Decapod's many memory stores need authority labels to stay understandable. Todo, knowledge, federation, aptitude, LCM, capsules, workunits, proofs, and internalizations are not one memory mechanism; they differ by substrate, lineage, and behavioral force.
What to Watch
- Whether first-party host integrations automatically invoke context, knowledge, or aptitude reads before model calls; that would change the read-back verdict from pull to push or both.
- Whether worker-generated lessons gain citations, review state, or semantic validation before they affect later tasks; that would make trace-derived learning safer.
- Whether non-noop internalization profiles land in the main repository and are tested against behavior or context-efficiency outcomes.
- Whether context capsule selection gains stronger relevance signals while keeping source, policy, and hash inspectability.
- Whether federation exports become a normal operator review surface for inferred lessons, decisions, and commitments rather than a secondary derived view.
Relevant Notes:
- Knowledge storage does not imply contextual activation - distinguishes: Decapod stores substantial memory, but most retained memory enters agent context by explicit CLI/RPC pull.
- Axes of artifact analysis - applies: Decapod's files, DB rows, JSONL events, capsules, manifests, proofs, and adapters differ by substrate, form, lineage, and authority.

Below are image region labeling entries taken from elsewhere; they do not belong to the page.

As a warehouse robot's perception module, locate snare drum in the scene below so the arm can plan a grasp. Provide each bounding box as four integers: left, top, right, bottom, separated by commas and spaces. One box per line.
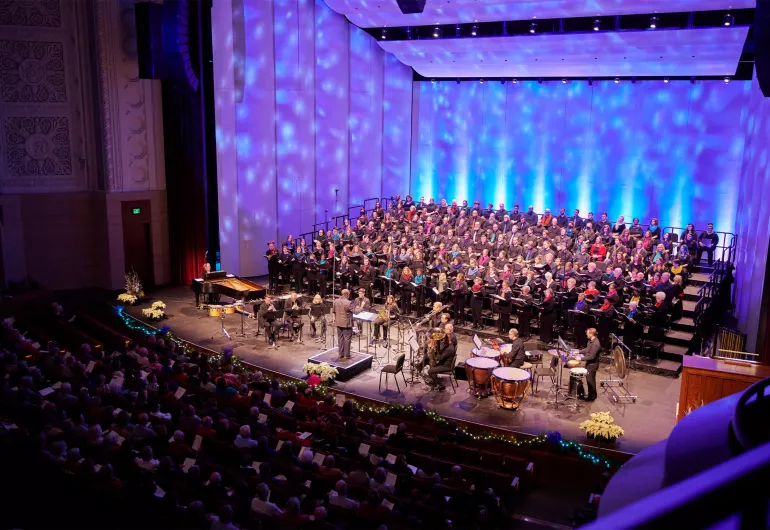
492, 367, 532, 410
465, 357, 500, 397
475, 347, 500, 366
569, 368, 588, 398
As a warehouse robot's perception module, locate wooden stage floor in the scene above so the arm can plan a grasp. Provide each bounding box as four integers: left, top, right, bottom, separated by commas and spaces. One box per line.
127, 286, 680, 453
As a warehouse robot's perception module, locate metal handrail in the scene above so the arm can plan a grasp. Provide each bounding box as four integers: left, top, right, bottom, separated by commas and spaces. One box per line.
581, 443, 770, 530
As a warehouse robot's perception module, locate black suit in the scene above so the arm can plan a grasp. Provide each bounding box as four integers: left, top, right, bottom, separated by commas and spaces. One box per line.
508, 337, 527, 368
580, 337, 602, 401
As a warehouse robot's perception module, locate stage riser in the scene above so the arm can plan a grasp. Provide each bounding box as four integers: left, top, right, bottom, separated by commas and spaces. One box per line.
308, 347, 372, 381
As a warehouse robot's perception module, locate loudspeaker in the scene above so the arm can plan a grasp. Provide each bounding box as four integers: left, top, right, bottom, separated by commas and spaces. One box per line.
134, 2, 168, 79
754, 0, 770, 97
397, 0, 425, 15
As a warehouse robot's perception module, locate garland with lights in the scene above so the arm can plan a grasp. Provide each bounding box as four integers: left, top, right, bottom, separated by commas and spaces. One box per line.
115, 306, 620, 469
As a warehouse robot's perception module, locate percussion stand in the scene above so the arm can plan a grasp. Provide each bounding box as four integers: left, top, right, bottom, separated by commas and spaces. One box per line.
211, 310, 230, 340
235, 300, 250, 337
599, 333, 637, 403
551, 334, 569, 406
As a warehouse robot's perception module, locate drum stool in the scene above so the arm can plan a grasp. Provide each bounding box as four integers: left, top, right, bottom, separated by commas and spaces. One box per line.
567, 368, 588, 411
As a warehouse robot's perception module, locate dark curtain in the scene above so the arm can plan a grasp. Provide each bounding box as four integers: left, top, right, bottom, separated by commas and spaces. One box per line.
162, 0, 219, 284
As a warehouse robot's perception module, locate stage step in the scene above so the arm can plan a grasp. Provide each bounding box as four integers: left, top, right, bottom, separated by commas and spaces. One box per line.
666, 329, 694, 348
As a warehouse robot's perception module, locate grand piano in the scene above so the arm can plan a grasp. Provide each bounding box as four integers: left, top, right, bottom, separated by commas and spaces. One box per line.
190, 271, 265, 307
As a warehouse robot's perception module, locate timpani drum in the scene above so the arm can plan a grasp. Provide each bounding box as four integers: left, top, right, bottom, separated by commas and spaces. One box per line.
500, 344, 513, 366
491, 367, 532, 410
465, 357, 500, 397
569, 368, 588, 398
474, 346, 500, 366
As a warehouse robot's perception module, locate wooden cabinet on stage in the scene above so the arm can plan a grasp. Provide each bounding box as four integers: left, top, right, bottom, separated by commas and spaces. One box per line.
676, 355, 770, 421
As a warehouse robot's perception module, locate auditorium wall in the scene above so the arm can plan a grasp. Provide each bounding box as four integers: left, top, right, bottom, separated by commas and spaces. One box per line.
735, 69, 770, 350
212, 0, 412, 276
0, 0, 169, 289
411, 81, 751, 232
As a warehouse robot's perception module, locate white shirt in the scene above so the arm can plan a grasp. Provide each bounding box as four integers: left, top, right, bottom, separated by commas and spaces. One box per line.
329, 495, 358, 510
251, 497, 283, 517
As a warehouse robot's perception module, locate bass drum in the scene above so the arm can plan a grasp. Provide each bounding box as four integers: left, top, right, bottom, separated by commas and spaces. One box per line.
492, 367, 532, 410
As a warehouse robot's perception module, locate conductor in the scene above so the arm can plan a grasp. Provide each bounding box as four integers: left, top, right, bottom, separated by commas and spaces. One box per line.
580, 328, 602, 401
333, 289, 353, 361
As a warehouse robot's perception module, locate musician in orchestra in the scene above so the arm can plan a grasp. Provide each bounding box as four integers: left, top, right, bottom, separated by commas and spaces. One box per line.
417, 324, 457, 392
370, 294, 399, 344
352, 287, 372, 315
358, 257, 375, 300
572, 293, 590, 348
284, 293, 304, 342
257, 294, 278, 348
413, 266, 428, 316
291, 244, 307, 293
332, 289, 353, 361
278, 245, 292, 285
310, 294, 326, 338
264, 241, 280, 290
578, 328, 602, 401
695, 223, 719, 265
540, 289, 557, 345
494, 282, 513, 333
516, 285, 535, 340
503, 328, 527, 368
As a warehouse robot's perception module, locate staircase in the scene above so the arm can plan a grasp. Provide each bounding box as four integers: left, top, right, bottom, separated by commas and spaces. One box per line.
661, 265, 713, 363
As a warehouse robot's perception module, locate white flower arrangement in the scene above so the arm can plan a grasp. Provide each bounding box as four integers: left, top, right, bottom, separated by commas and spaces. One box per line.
302, 363, 339, 383
142, 300, 166, 320
580, 412, 625, 442
118, 293, 137, 305
126, 269, 144, 298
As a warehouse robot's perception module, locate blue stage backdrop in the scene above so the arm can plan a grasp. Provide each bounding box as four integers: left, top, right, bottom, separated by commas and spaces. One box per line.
411, 81, 751, 231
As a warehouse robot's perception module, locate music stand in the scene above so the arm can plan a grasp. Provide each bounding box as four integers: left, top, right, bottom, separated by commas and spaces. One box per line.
211, 307, 233, 340
599, 333, 637, 403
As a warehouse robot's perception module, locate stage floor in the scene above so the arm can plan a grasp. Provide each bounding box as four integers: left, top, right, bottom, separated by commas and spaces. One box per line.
127, 286, 680, 453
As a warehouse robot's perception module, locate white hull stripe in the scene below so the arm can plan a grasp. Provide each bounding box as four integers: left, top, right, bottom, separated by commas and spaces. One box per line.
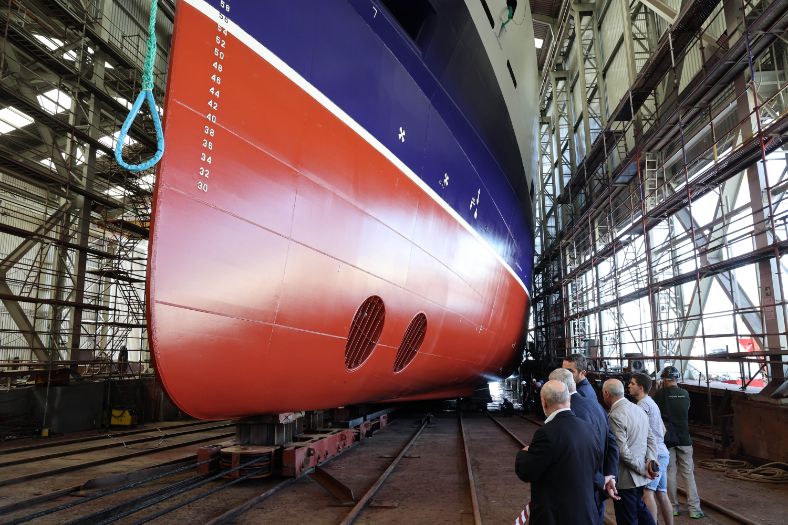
184, 0, 531, 300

- System-definition artifact - classifies: workunits, proof gates, validation rules, capability contracts, generated entrypoints, and procedural promotions can bind or enforce future behavior.
- Knowledge artifact - classifies: knowledge rows, capsule snippets, LCM originals, summaries, graph nodes, and lessons mostly advise until promoted or consumed by a gate.
- Use trace-derived extraction - relates: Decapod turns operational traces into lessons, summaries, graph nodes, proof baselines, and promotion records while preserving raw evidence.